Un présentateur de télé russe "viré" après avoir révélé son homosexualité

Anton Krassovski a été licencié en janvier. Il a accordé une interview à CNN, mardi. "J'ai été viré la nuit-même, par SMS", raconte-t-il.

Capture d\'écran de la vidéo montrant Anton Krassovski, âgé de 30 ans, faisant son coming out en direct à la télévision russe, en janvier.
Capture d'écran de la vidéo montrant Anton Krassovski, âgé de 30 ans, faisant son coming out en direct à la télévision russe, en janvier. (CNN / FRANCETV INFO)

Il témoigne sept mois après son licenciement. Anton Krassovski, un ancien présentateur de télé russe, a raconté à CNN, mardi 13 août, comment il a été licencié de la chaine KontrTV, au mois de janvier, après avoir révélé son homosexualité.
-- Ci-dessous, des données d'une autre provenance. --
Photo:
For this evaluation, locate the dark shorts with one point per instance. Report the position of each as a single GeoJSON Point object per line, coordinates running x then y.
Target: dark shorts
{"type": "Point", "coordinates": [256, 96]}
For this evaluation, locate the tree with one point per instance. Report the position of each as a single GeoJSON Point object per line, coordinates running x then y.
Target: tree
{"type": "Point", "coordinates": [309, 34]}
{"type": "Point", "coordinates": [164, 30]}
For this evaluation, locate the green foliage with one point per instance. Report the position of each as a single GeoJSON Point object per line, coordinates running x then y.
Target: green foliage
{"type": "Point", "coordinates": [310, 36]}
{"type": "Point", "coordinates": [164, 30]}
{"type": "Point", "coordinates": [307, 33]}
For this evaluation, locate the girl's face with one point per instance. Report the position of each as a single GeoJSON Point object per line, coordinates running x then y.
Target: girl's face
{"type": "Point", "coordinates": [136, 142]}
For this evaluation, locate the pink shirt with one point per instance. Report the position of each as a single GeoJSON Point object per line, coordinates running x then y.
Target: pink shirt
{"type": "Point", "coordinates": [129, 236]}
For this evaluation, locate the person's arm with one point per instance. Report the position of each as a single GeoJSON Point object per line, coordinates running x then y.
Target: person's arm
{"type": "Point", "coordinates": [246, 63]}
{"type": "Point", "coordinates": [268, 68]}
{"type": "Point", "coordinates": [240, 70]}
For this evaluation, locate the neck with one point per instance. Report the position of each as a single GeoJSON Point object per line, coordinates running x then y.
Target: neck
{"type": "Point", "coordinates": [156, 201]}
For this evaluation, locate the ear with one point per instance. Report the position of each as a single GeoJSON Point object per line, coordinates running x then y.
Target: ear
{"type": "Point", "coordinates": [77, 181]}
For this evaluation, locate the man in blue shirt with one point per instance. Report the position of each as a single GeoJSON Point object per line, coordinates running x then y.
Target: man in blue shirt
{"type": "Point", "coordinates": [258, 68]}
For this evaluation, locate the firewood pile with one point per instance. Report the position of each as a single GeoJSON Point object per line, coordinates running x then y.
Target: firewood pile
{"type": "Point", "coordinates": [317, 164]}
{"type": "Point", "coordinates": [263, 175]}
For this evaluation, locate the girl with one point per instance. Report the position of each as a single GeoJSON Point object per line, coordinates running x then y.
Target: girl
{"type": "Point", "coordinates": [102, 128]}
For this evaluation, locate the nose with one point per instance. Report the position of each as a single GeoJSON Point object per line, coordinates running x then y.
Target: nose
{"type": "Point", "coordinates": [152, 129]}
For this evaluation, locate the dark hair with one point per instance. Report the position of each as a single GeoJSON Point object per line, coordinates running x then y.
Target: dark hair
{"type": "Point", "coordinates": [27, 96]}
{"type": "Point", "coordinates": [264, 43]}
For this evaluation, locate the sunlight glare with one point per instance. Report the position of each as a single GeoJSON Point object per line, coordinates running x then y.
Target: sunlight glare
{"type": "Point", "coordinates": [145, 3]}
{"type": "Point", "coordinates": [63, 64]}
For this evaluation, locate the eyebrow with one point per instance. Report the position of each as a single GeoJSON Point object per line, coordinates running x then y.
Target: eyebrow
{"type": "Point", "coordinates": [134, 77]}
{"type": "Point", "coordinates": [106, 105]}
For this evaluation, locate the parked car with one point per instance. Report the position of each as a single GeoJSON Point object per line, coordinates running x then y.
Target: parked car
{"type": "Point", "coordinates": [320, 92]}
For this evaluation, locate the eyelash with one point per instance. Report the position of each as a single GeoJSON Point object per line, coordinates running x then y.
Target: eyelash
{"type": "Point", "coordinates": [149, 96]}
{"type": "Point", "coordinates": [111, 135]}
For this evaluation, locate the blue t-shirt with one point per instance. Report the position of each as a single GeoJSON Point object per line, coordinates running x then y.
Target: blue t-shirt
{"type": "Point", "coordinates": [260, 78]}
Son témoignage ne tombe pas à n'importe quel moment. Depuis quelques semaines, la Russie est accusée de faire la chasse aux homosexuels, notamment depuis que Vladimir Poutine a promulgué une loi sanctionnant la "propagande" homosexuelle envers les mineurs.

Pourquoi a-t-il décidé de faire son "coming out" à la télévision, lui demande la journaliste de CNN ? "Quelqu'un devait le faire. Et pour moi, il était temps de sortir du placard, raconte-t-il, en duplex. Après cela, j'ai été viré. La nuit même. J'ai été viré par SMS."

"Poutine n'est pas un fasciste"

Anton Krassovski, âgé de 30 ans, assure que le passage vidéo qui montre son "coming out" en direct à la télévision a été supprimé et n'est plus visible en ligne. "Peut-être" que le Kremlin est responsable de cette disparition, dit-il. Même s'il a été lui-même victime d'homophobie, il n'estime pas que le pouvoir soit sur la pente autoritaire. "Je pense que les temps ne sont pas faciles en Russie (...) [Mais] je ne crois pas que Poutine soit un fasciste." 

Certaines personnes ont appelé au boycott des JO de Sotchi, qui auront lieu en février 2014, en réaction à la loi anti-homos. Un point de vue que le journaliste ne partage pas. Dans cet autre extrait vidéo de son interview, publié par le Huffington Post (lien en anglais), il déclare : "Les homosexuels russes ont besoin d'un soutien international, mais ce soutien ne doit pas prendre la forme d'un boycott des JO de Sotchi. C'est un événement international, pas un événement russe. Sept millions de Russes sont homosexuels. Boycotter les JO d'hiver, ce serait aussi les boycotter, eux."